Data on measures for preventing malaria, including the possession and use of ITN /LLIN and implementation of IRS were collected in the NMIS. These data were used to generate the following indicators of intervention coverage as recommended by Roll Back Malaria-Measurement and Evaluation Reference Group (RBM-MERG) [18,19]: (i) the proportion with access to ITN in the household, (ii) proportion in every household that slept under an ITN during the previous night to the survey, (iii) proportion of children under 5 who slept under an ITN during the night preceding survey.

Socioeconomic data

Information on socioeconomic status (SES) was measured by a wealth index, which was present in the NMIS. It was derived through Principal Component Analysis as a weighted sum of household assets. SES was included in the analysis as a categorical covariate with categories corresponding to the quintiles.

Population data

Population density grid data for the year 2010 was extracted from Worldpop [20]. Population structure for the same year was obtained from international database of United State census bureau [21] to calculate the number of children under five years.

Bayesian geostatistical modelling

Bayesian geostatistical logistic regression models were applied to identify important predictors of malaria parasite risk, produce a contemporary malaria risk map, and obtain estimates of number of children less than five years old infected with malaria parasites. Variable selection was carried out during the geostatistical model fit.
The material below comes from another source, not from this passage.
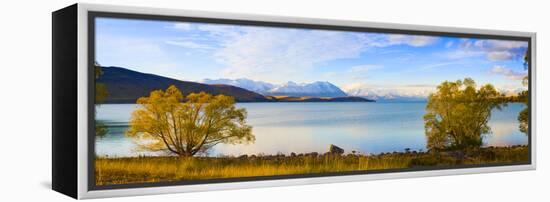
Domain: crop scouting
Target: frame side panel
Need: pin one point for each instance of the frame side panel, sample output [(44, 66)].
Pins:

All possible combinations of covariates resulting in 65536 models were fitted to obtain a parsimonious model.

Prediction was carried out using Bayesian kriging [22] based on the model with the best predictive ability. Model validation was performed on the first two models with the highest probability of having generated the data among those considered. In particular, the models were fitted on a random sample of 85% of the locations and used the remaining locations to compare model-based predictions with observed prevalence by calculating the Mean Absolute Error (MAE). A regular grid of 231,865 pixels at 4 km2 spatial resolution covering the whole country was generated to predict the parasitaemia risk at unsampled locations and produce a high-resolution risk map. Population data on the number of children under five years of age was combined with spatially explicitly predicted parasitaemia risk to estimate the number of infected children. The analysis was carried out in WinBUG1.4 (Imperial College and Medical Research Council London, United Kingdom). Bayesian kriging was implemented in FORTRAN 95 (Compaq Visual FORTRAN Professional 6.6.0) using standard numerical libraries (NAG, The Numerical Algorithm Group Ltd). Details on Bayesian model selection, model fit and validation are provided in Additional file 1.

Results

The study included 5,043 children under five years old with complete parasitological and malaria intervention data collected over 239 geo-located clusters. The overall prevalence using thick blood smear results was 38%. On average, one ITN is available for every four children or for every five individuals in the household and only 26% of the children less than age of five slept under an ITN during the night preceding the survey. The IRS coverage is 1.02% in the entire country.

Table 2 shows that the highest model posterior probability was 0.45, that is 45% of the fitted models included rainfall and NDVI in linear forms (Model 1), followed by the one including the above covariates in addition to LST and altitude (posterior probability 0.08) . Model validation results depicted in Table 2 indicate that both models have similar MAE estimates in terms of predictive ability, confirming that the LST and altitude did not improve predictions, therefore, inferences were based on Model 1.

Table 2.

Model predictive performance in terms of Mean Absolute Error (MAE) based on climatic/environmental factors

Model Posterior probability Mean absolute error
Rainfall and NDVI 45% 0.005
Rainfall, NDVI, LSTN and Altitude 8% 0.005

Posterior estimates of the parameters of (Model 1) as well as the model which includes environmental/climatic, socio-economic, demographic, and intervention covariates (Model 2) are given in Additional file 2. Higher vegetation index, is associated with high parasitaemia while increased rainfall reduces malaria risk. A monotone decrease of malaria risk was observed with better socio-economic status which becomes important in the stratum of least poor with an odds ratio of 0.51(95%BCI: 0.35 – 0.75). Older children have elevated odds of being infected. Moreover, living in rural areas puts children at higher risk. Furthermore variation in intervention coverage appears not to be associated with parasiteamia risk. The estimates of the range parameter shows that spatial correlation is present within an ~3.0 km (95% BCI:1.50 km - 45.00 km) distance which implies that malaria risk at a given location is affected by risk in neighbouring areas up to a distance of approximately 3.0 km.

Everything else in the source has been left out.